Whether we wanted it or not, we’ve hit a one-year anniversary of living and working amidst the COVID pandemic. Cleaning protocols, once a more minor facet of business operations, took center stage as companies prepared to reopen in Spring/Summer of 2020 and thereon. With a newfound urgency, the cleaning industry took the bull by the horns, and companies like Green Clean forged the way in establishing methods for safe reopening and the continuation of business practices. Here’s a breakdown of the many ways different industries have addressed specific concerns and pivoted their cleaning operations as a means of negating the spread of the virus.
We are all accustomed to noticing a small “this room is clean” tent when you check into your hotel room, but if you look a little harder, you’ll notice rigorous changes in the cleaning protocols in hotels and multi-unit residential complexes since the pandemic began. With the sudden halt of almost all travel within the country in March of 2020, once-bustling hotel lobbies and bookings came to a near halt, and communal areas within multi-unit residential complexes were taped off and marked closed. As a means to give travelers confidence that their safety and health could be upheld during travel and to reopen communal areas in residential complexes, the hospitality industry got to work on establishing cleaning routines to stop the viral spread.
Disinfectants with anti-viral capacity are the new standard and are routinely used not only in hotel rooms but also in the lobby area, gyms, reception, pool, and all surfaces a guest or employee accesses. Facilities are monitored for use by employees and are cleaned on demand when a patron exits to be ready for another patron’s use. Hotels implemented “CLEAN” vs “DIRTY” signage to notate which equipment in gyms or laundry are disinfected and ready for occupancy. HEPA-grade air filters were also installed into many communal areas to recycle and put out clean air particles.
When COVID hit, many corporate offices resorted to a work from home model, but as time went on, many realized an element of in-person communication was lacking. As a means to get employees back to the office safely, industry leaders depended on their cleaning companies to employ strategies to keep co-workers healthy while operating in a shared space once more.
Scheduled cleaning services have been revised to be more thorough and more frequent. Gone are the days of cleaning soiled-only surfaces, as cleaners now fight an invisible virus with the capacity to infect someone with one cell. With rigorous attention to detail, cleaning companies adhere to a thorough list of commonly touched surfaces and disinfect each according to frequency and volume of usage. Shared spaces, like break rooms and conference rooms, utilize air filters and have increased from weekly to every other day or even on-demand cleanings as a means to avoid workforce attrition due to sickness. After a year of practice, these cleaning systems have allowed for work to move forward with the health of employees strongly intact.
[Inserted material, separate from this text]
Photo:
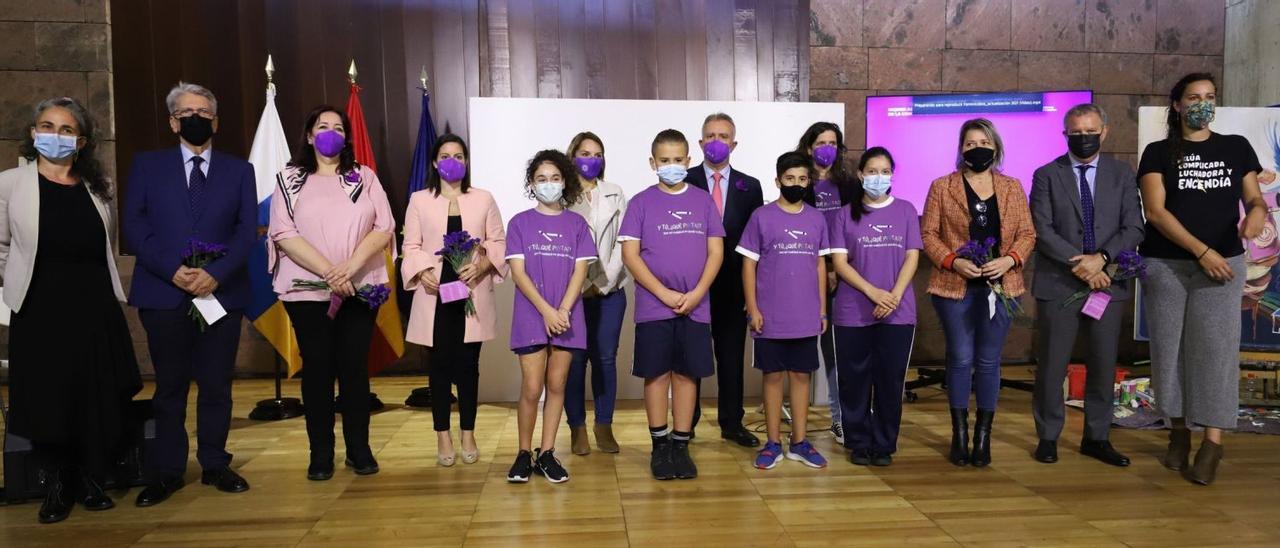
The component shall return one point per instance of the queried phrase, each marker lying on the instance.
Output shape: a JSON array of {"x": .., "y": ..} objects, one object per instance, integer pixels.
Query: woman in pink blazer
[{"x": 449, "y": 204}]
Hospitals and doctors’ offices are on the front lines of COVID. With sick and healthy people accessing these facilities on a daily basis, it is imperative that stringent cleaning and sanitation protocols are in place for healthcare workers to continue their ability to provide care for patients. While sanitation has always been a priority in this industry, the last year has demanded that healthcare facilities adhere to top-notch, quality cleaning procedures in order to combat COVID and keep healthcare workers safe.
To keep facilities open and safely operating, cleaning services have been upgraded from a weekly to a daily basis, and within operatories as frequently as between patients. Antiviral disinfectants are used during business operations on any shared surfaces such as a reception counter, touch screen check-in devices, doorknobs, and pens. Cleaning companies detail surfaces within patient treatment areas to maintain infection control. Supplies for floor and surface cleaning are coded for which surfaces they are used on as a means to prevent cross-contamination from surface to surface and washed between uses.
Epidemiology experts suspect that it will be some time, possibly years before these newly adapted, more stringent cleaning routines will let up in the midst of the COVID pandemic. In order to stay afloat, these industries have reinvented their means of operations by adapting to new cleaning parameters on a dime and are well prepared to combat the invisible threat of coronavirus.